On July 1, 2009, Schwarzenegger ordered state workers to take a third furlough day each month. On July 2, 2009, the state government began issuing IOUs to meet its short term financial obligations. Five days later, Bank of America, Citigroup, Wells Fargo, and JP Morgan Chase announced that they would stop accepting IOUs by July 10. Fitch Ratings dropped California's bond rating from A-minus to BBB.

On July 24, 2009, the state government passed a budget that included $15 billion in service cuts, including $8.1 billion in education cuts. Eliminated from the final plan included proposals to borrow money from city and county governments and to drill for oil off the coast of Santa Barbara. Chiang announced in August 2009 that the IOU program would end the next month and that California would pay off 327,000 IOUs worth almost $2 billion (~$ in ).

The budget crisis led to cutbacks and many layoffs at state universities in California. In order to curb the budget shortfalls, the California Board of Regents voted on a 32% raise in all tuition costs for state universities. This led to the 2009 California college tuition hike protests, with dozens of college students protesting the 32% tuition increase.

==From 2012 and into 2013==
With the passage of Proposition 30 in 2012 and a steadily improving economy, for the first time in many years, California Governor Jerry Brown's proposed budget plan for 2013 listed a small surplus.

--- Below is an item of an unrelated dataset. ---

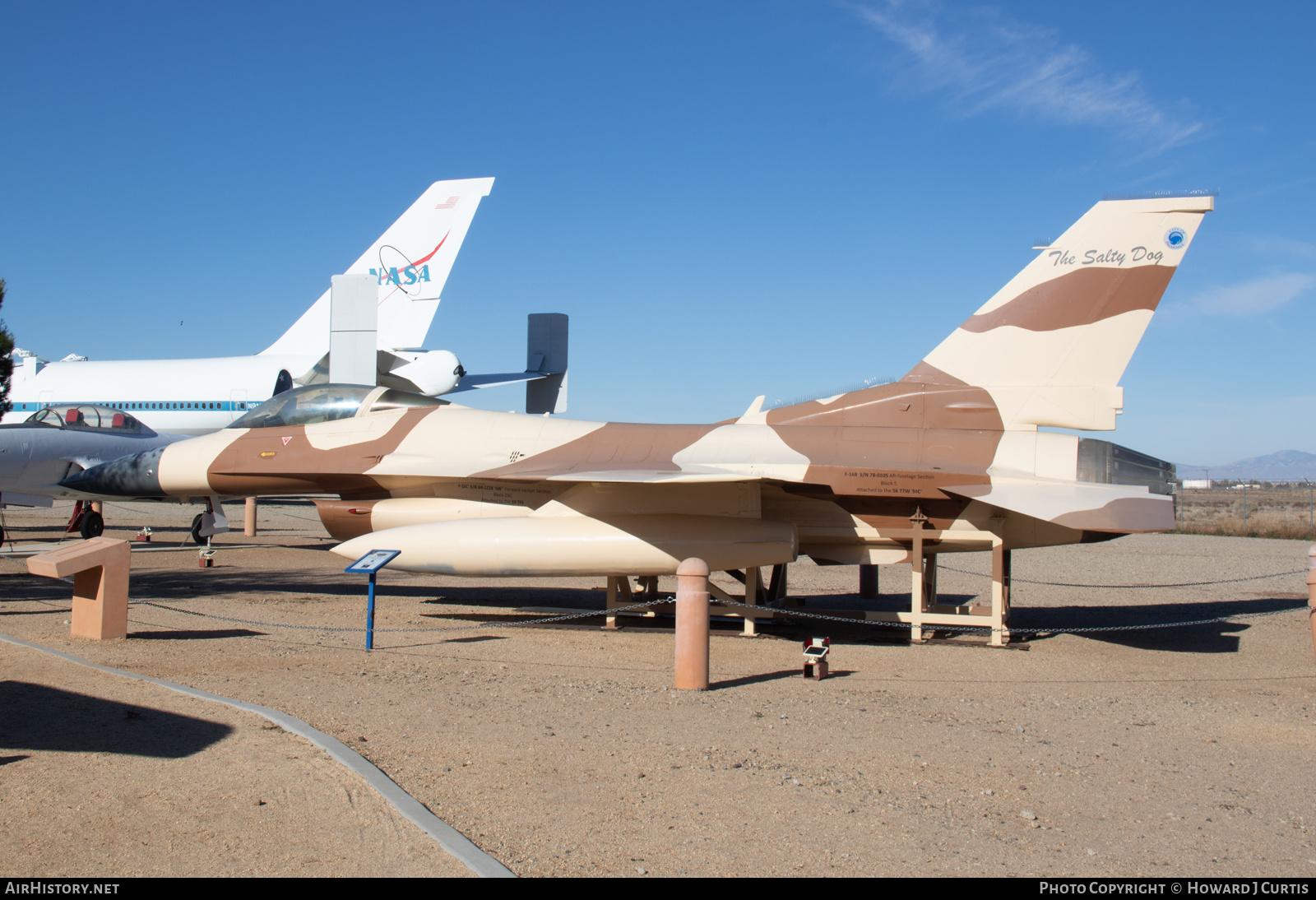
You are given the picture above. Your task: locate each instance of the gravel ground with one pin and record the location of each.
(563, 750)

==Causes of budget deficit==
A major source of the deficit was a decline in state revenues from more than $100 billion in 2007 to about $85 billion in 2008—mostly due to declines in personal income taxes, corporate taxes and other taxes.

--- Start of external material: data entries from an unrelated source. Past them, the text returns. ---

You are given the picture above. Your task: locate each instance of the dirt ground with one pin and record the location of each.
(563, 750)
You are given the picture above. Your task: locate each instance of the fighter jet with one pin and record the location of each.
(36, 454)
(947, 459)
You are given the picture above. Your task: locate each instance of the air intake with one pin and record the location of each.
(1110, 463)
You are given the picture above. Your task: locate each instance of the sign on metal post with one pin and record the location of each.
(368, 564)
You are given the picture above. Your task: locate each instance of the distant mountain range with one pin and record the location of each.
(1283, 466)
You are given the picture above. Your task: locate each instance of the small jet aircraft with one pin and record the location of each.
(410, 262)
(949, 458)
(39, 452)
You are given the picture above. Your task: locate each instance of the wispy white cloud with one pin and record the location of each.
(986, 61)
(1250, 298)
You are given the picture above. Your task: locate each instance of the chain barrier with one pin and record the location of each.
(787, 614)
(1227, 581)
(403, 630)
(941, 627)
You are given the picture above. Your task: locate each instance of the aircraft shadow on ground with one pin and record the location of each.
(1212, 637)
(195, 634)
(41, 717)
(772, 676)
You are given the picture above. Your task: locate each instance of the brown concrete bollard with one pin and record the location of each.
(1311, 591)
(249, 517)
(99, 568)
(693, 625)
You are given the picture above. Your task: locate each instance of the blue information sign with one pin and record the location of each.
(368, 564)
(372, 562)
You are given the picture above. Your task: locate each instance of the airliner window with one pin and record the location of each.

===Required legislative supermajorities===
News reports and commentators have cited the state's various legislative supermajority requirements as a contributing factor to the state budget crisis. The state has a long history of supermajority requirements with a 1933 state ballot measure mandating a two-thirds supermajority to pass the state budget and California Proposition 13 (1978) mandating another two-thirds supermajority to pass tax increases. The National Conference of State Legislatures (NCSL) notes that, as of 2008, only 9 states required a supermajority to pass the state budget and of those 9, only 3 (California, Arkansas, and Rhode Island) required a two-thirds supermajority instead of a three-fifths supermajority to pass the state budget. The NCSL also notes that, as of 2008, 15 states required a supermajority to raise taxes and that California was among the 10 of those 15 that require more than a three-fifths supermajority (i.e., a 2/3 or 3/4 supermajority).

====Reforms====
Proponents of ending the state's supermajority requirements note that "Since 1980, the California State Legislature has met the June 15 constitutional deadline for sending a budget to the governor only five times (of thirty budget periods). Only ten times has the brokering been done by the July 1 start of the fiscal year." They sponsored California Proposition 25 (2010), a ballot initiative that changes legislative vote requirements to pass a budget, but not tax increases, from two-thirds to a simple majority. California Proposition 25 (2010) was approved in the state's November 2010 general election ballot.